For goals to be meaningful and effective in motivating employees, they must be tied to larger organizational ambitions.
Employees who don’t understand the roles they play in company success are more likely to become disengaged.
No matter what level the employee is at, he should be able to articulate exactly how his efforts feed into the broader company strategy.
Make sure goals are attainable but challenging
Since employees are ultimately responsible for reaching their goals, they need to have a strong voice in setting them.
Ask your employee to draft goals that directly contribute to the organization’s mission. Once she’s suggested initial goals, discuss whether her targets are both realistic and challenging enough. Your team members are likely to resent you if you insist on goals that are too challenging to accomplish. At the same time, you don’t want to aim too low, either. If you are overly cautious, you will miss opportunities and settle for mediocrity.

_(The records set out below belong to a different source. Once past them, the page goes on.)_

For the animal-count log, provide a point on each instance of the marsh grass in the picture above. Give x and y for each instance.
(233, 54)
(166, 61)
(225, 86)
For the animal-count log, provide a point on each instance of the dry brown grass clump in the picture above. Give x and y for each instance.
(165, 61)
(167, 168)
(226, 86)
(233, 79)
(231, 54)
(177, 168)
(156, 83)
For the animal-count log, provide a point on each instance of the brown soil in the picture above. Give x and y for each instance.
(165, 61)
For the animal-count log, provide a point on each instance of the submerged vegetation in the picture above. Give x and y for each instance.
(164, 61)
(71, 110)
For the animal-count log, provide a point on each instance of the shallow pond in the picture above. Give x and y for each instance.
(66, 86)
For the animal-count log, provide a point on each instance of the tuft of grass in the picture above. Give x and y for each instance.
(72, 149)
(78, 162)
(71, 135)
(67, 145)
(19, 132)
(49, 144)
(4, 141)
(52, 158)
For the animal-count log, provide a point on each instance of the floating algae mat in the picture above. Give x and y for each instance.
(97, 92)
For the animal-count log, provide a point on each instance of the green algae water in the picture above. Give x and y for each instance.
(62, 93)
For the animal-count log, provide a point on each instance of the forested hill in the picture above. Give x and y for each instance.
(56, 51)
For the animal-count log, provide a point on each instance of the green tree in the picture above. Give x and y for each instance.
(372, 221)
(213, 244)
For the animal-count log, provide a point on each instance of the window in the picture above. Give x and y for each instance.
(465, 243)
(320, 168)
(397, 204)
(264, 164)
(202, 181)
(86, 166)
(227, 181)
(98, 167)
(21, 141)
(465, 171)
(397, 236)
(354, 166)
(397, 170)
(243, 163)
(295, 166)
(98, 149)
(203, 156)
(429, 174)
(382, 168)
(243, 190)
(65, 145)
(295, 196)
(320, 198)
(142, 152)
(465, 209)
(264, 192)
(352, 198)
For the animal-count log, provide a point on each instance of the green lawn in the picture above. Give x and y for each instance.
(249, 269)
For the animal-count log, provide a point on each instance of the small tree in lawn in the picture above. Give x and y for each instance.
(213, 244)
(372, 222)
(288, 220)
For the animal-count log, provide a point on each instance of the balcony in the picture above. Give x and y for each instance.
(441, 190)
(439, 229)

When done well, stretch goals create a lot of energy and momentum in an organization. But, when done badly, they do not achieve the goal of motivating employees and helping them achieve better performance as they were designed to do. Even worse, poorly set goals can be destructive to employees’ morale and productivity, and to the organization’s performance overall.
Create a plan for success
Once a goal is set, ask your employee to explain how he plans to meet it. Have him break goals down into tasks and set interim objectives, especially if it’s a large or long-term project. Ask your employee: what are the appropriate milestones? What are possible risks and how do you plan to manage them?
Don’t wait for review time or the end of a project to check in. Review both long-term and short-term goals on a regular basis.
But do remember to celebrate milestones once they have been reached. Taking the time to celebrate is important because it acknowledges people’s hard work, boosts morale and keeps up the momentum. If you want something to grow, pour champagne on it.